Confocal Raman microscopy has been introduced recently as a promising tool for label free analysis of cells and 3D tissue cultures 37, and has been used to detect stem cell differentiation 38, tumor cells 39 and particle uptake 40. In the field of biotechnology and bioengineering, Raman spectroscopy has been used to monitor CHO cell characteristics for on‐line process monitoring 41, 42. However, to our knowledge, this is the first report on using CRM in the context of CHO cell biotechnology. In order to give proof of principle that CRM is able to differentiate CHO host and producer cells, spectra of a variety of host and producer cell lines were taken up and analyzed. Indeed, PCA and dendrograms show that the Raman spectra at specific wavelengths can differentiate not only host from producer, but also different producer cell lines, depending on the characteristics of the recombinant protein (specific amino acid composition and, in the case of DAO, higher copper content of the cells and the recombinant protein) and probably on changes in cell morphology to enable higher productivities. The pattern observed in the comparison of the different host cell types and subclones corresponds remarkably to the cluster patterns obtained during their transcriptome analysis, where CHO‐K1 also was clearly separated from all other cell types, while the CHO‐K1 subclones with increased productivity where closer to CHO‐S, with a higher starting productivity 36.

In addition, the combination of multivariate analysis and CRM reveals cellular components based on changes in the Raman spectra due to chemical differences, enabling the identification of a subcellular compartment strongly resembling the ER, clearly separated from the remaining cell 43.

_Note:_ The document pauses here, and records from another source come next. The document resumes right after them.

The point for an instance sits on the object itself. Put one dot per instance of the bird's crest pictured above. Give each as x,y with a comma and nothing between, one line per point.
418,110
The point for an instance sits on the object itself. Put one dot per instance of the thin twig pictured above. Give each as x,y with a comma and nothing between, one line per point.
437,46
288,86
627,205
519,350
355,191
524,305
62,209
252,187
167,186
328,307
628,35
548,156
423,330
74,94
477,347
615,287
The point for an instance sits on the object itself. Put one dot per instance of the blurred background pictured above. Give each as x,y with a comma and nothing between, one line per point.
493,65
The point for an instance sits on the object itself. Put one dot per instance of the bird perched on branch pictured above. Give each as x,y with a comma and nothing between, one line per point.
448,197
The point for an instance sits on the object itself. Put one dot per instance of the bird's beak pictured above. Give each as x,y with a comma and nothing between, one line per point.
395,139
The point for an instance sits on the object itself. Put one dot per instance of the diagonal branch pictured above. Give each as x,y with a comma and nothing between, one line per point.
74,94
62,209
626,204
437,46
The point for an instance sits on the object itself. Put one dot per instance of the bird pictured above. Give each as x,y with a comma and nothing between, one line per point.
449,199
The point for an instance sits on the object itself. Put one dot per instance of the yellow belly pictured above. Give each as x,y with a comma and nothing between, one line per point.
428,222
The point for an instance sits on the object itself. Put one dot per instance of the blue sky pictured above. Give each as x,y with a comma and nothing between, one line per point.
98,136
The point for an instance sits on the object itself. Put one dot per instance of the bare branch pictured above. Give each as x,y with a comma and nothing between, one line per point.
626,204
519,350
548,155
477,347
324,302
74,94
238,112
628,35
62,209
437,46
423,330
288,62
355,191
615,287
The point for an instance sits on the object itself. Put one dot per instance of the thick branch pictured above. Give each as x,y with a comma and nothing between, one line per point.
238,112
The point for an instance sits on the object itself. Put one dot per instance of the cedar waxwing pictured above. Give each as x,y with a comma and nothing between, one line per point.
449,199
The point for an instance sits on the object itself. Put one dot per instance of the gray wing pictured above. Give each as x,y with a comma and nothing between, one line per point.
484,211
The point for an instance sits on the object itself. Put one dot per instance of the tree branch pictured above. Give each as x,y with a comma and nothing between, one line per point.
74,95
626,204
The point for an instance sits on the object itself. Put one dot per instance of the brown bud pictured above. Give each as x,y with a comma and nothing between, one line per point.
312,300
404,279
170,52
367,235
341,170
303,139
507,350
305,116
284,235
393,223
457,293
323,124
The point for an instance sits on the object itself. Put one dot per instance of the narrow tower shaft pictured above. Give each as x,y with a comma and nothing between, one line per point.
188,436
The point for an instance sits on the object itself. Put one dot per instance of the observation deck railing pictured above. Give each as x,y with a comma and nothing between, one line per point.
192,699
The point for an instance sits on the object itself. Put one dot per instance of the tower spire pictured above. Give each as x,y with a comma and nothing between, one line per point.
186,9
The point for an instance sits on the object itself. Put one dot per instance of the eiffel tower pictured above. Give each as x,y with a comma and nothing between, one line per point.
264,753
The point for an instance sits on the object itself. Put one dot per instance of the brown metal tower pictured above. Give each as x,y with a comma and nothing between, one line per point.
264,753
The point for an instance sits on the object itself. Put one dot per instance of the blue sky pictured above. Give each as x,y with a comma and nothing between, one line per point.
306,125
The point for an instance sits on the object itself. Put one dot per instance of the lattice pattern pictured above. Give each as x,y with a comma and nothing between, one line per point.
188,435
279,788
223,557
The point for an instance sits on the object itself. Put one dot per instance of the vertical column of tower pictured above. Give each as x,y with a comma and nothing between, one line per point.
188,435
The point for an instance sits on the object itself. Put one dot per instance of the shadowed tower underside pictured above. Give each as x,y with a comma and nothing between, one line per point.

The ability to distinguish between ER and the remaining cell is likely to be a major contribution towards the discrimination of high or non‐producers or even of cells that have an inherently more efficient production machinery such as the subclones used in this study, as the ER is one of the major bottlenecks encountered in high producing cell lines 44, 45, 46. Thus CRM could be used as a label free method, applicable at the single cell level during cell line development to identify promising candidates for production clones. With the experimental set up used in this study, the scanning of a single cell in the range used (400 spectra, 300–3050 cm−1) required 3.4 min. This time would probably be prohibitive for early clone screening during industrial cell line development campaigns. However, by selecting the most informative spectra and limiting the analysis to these, the method might be used, with proper automatization, at the stage of verification of clonality or the stage of first testing for productivity.

Finally, another important application of CRM may be as a tool to differentiate between different cell lines that produce specific products, e.g. for confirmation of identity in manufacturing.